Obama's weak spots in the Democratic primaries foretell a slight electoral shift that would confirm John McCain as President. Virginia has taken in suburbanite workers from Washington, D.C., devotees of government's retainer party; and Tri-State retirees, who on balance do not vote Republican. So it is not John McCain's to win; but neither is it a meaningfully bellwether state. Ohio, Florida, Missouri, Indiana and North Carolina stay put. Colorado, New Mexico and Nevada turn blue, but John McCain won't need them. New Hampshire, won by Hillary Clinton in January, was visited by a certain inevitably graced campaign recently, does not poll reliably for Obama; and affirms libertarian roots by returning to its 2000 position.

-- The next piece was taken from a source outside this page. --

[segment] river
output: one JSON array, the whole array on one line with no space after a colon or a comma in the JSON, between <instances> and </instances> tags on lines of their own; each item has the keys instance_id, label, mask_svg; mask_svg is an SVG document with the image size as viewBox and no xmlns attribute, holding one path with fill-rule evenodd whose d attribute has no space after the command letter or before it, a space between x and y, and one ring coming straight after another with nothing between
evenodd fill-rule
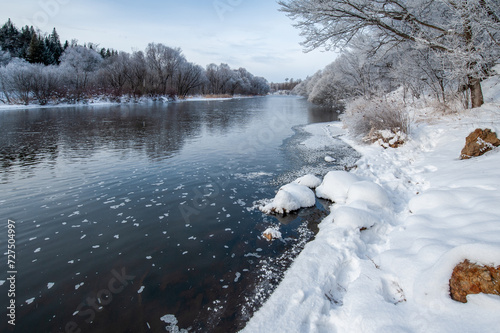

Congressman Jack Murtha, who carries a large bucket of ignominy and enjoys painting people with it, called western Pennsylvanians "racist," later euphemized as "redneck." Murtha meant to be dismissive, but denizens of the Commonwealth likely take the second word as a mark of authenticity. Outside of Philadelphia and Pittsburgh, Barack Obama is not perceived as a black man; but a suit and a salesman. If rallies in the state headlining Sarah Palin are as broadly ebullient as they sound, then Obama will perform as he did in April, losing the state to his opponent — and the White House, by six electoral points.

William F. Buckley Jr. saw Jimmy Carter spend the final days of October 1976 in a state of "serenity that is the result either of fatalism, or of an objective optimism as he looks down the road to the last week." Barack Obama has abided the last six weeks in stasis. A national media and intellectual class want us terribly, so terribly, to believe it is because all has been preordained. Too terribly, so the rational mind resists that anesthetic, and votes, intrepid.